Written by Kid_Detective

Thursday, 25 June 2015

Following a tireless debate last night, congress has begun work drafting a new bill that seeks to stop white men from kicking the back of a goddamn coon's head and shattering his teeth whilst proclaiming the sanctity of the white bloodline.

The bill, which was suggested by a translucent, almost ghost-like MLK amidst a choir of police brutality victims, is currently being penned by South Carolina Sen. Jake Knotts's staff.

Knott spoke about the bill at a recent press conference, calling it "progressive" and "nigger-lovin'."

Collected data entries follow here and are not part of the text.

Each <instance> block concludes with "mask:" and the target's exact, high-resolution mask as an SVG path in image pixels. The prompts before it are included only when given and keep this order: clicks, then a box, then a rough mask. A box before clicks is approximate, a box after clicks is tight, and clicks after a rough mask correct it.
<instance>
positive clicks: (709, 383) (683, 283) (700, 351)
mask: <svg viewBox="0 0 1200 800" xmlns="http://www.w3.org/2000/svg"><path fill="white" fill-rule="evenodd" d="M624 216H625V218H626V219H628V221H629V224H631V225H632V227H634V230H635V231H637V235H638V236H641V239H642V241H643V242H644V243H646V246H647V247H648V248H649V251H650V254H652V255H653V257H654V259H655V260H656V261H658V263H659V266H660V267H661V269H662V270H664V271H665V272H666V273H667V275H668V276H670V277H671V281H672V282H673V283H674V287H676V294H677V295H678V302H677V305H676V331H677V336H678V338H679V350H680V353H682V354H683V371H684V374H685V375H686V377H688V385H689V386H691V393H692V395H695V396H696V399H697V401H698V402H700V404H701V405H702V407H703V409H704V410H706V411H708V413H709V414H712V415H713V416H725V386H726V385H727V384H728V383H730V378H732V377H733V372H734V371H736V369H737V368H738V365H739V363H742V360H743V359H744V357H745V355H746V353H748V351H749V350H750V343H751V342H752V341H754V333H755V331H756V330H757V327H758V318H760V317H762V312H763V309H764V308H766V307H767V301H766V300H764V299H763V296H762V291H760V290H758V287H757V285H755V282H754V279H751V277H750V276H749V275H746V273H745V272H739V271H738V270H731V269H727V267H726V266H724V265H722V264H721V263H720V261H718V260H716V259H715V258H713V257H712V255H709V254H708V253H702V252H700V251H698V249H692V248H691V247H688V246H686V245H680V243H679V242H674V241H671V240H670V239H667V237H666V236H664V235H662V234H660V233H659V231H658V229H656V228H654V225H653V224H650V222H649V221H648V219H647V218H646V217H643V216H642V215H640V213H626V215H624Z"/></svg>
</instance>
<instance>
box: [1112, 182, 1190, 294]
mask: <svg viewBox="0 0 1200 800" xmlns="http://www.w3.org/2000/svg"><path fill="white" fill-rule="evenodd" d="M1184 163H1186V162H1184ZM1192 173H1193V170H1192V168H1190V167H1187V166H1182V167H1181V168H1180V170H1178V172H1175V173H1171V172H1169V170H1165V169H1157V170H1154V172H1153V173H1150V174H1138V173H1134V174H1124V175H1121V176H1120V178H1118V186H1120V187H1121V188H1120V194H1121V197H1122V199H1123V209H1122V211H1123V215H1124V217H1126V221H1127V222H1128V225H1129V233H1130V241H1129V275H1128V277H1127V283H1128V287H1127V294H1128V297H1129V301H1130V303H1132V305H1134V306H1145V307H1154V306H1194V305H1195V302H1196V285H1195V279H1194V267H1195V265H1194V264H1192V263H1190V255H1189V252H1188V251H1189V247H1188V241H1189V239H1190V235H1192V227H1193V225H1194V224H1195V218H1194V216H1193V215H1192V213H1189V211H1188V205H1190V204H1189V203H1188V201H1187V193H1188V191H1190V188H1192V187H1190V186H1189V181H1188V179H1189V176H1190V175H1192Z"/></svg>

"Tension is at an all-time-high, and it's the least we can do to show our support." Said Knotts. "We just want everyone to know that we aren't racist."

Bill Ganks, an outspoken hate activist, was appalled at congress's decision, calling it "anti-American."

"This nation was founded on freedom," said Ganks. "And if I lose the right to gnash a gutter monkey's teeth across the pavement while I declare white superiority, what else are they gonna take from me?"

Surprisingly, Michael Rider, a youth minister and voice for the black community, came out in opposition to the bill, claiming it to be against religious practice.

"The bible is clear about the place of blacks in society," said Rider. "Under the heel of his owner as he bites the curb. It's where we've been for centuries. It's where we're comfortable."

Despite opposition, the bill is expected to take effect as soon as the sanitation department can remove the hundreds of lynched bodies from the streets.

The story above is a satire or parody. It is entirely fictitious.